La Dryade è una prigione. La Danimarca è una prigione. Ma anche il Québec è una prigione?



Dice Lepage del racconto La Driade:

«E' una parola di origine greca che designa lo spirito di un albero. Nella mitologia, gli alberi sono animati da uno spirito che prende le sembianze di una giovane fanciulla. Quando un albero muore, si dice che è perché la sua driade se ne è andata. [...] Un albero è stato piantato in una piazza di Parigi all'epoca della visita di Andersen [...] L'anno dopo, ci sarebbe stata l'Esposizione Universale del 1867. Si dice che il pretesto per portare l'albero a Parigi era il desiderio della driade di andare a vedere l'Expo”. La prigionia della ninfa è quella di Andersen rispetto alla rurale e conservatrice Danimarca (e forse di Lepage dentro l'enclave del protezionismo linguistico e culturale del Québec).

Il modernismo

1867: La stagione del Modernismo e la morte del Romanticismo. Ovvero l'Expo, il Canada, la fotografia, Baudelaire e il motore a scoppio.

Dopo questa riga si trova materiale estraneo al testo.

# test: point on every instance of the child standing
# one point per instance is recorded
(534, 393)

Il 1867 è un anno cruciale per il passaggio a una società moderna, per le invenzioni tecniche e per il perfezionamento di quelle già esistenti, dalla stampa alla fotografia alla pila. Il 1867 è infatti la data della Grande Esposizione Universale di Parigi, allestita nata in pieno Secondo Impero napoleonico, sotto gli auspici di un grande slancio tecnico: Léon e Lévy sono autori di ottantaquattro viste stereoscopiche per l’Esposizione di Parigi, dove la fotografia è decisamente protagonista; in quella stessa occasione Otto e Langen presentano il motore con il quale si è avviato il percorso che ha portato all’attuale motore a scoppio. Quattro anni dopo Meucci inventerà il telefono. Stava intanto nascendo la nuova arte pittorica, l'impressionismo, che si basava sul colore e sulla luce.
Il 1867, anno della seconda rivoluzione industriale (e del Canada diventato dominio del Commonwelth britannico), è anche la data di morte di Baudelaire, che aveva dedicato proprio alla modernità il saggio Il pittore della vita moderna (1863), definendola “il transitorio, il fuggitivo, contingente, la metà dell'arte, di cui l'altra metà è l'eterno e immutabile”.



Il “modernista e romantico” Lepage rappresenta così con Le project Andersen un'epoca di passaggio, che per certi aspetti richiama la nostra, che segna l'avvento di una trasformazione della società e dell'individuo dovuta a scienza e tecnologia in atto:

L’Esposizione Universale del 1867 è la fine del romanticismo parigino e l’inizio del modernismo. E nel modernismo Andersen vede raconti di fate, macchine incredibili, un mondo maschile di machos, un universo realista, matematico, fondato su cose molto concrete (...) Il romanticismo, sia nella mia vita privata sia in quella professionale, me lo rimproverano. (...) Ma questi sono temi che tornano spesso nei miei spettacoli, il fatto che individui romantici si trovino in un mondo molto concreto dove c’è poco spazio per la poesia, per l’eccesso, per le passioni.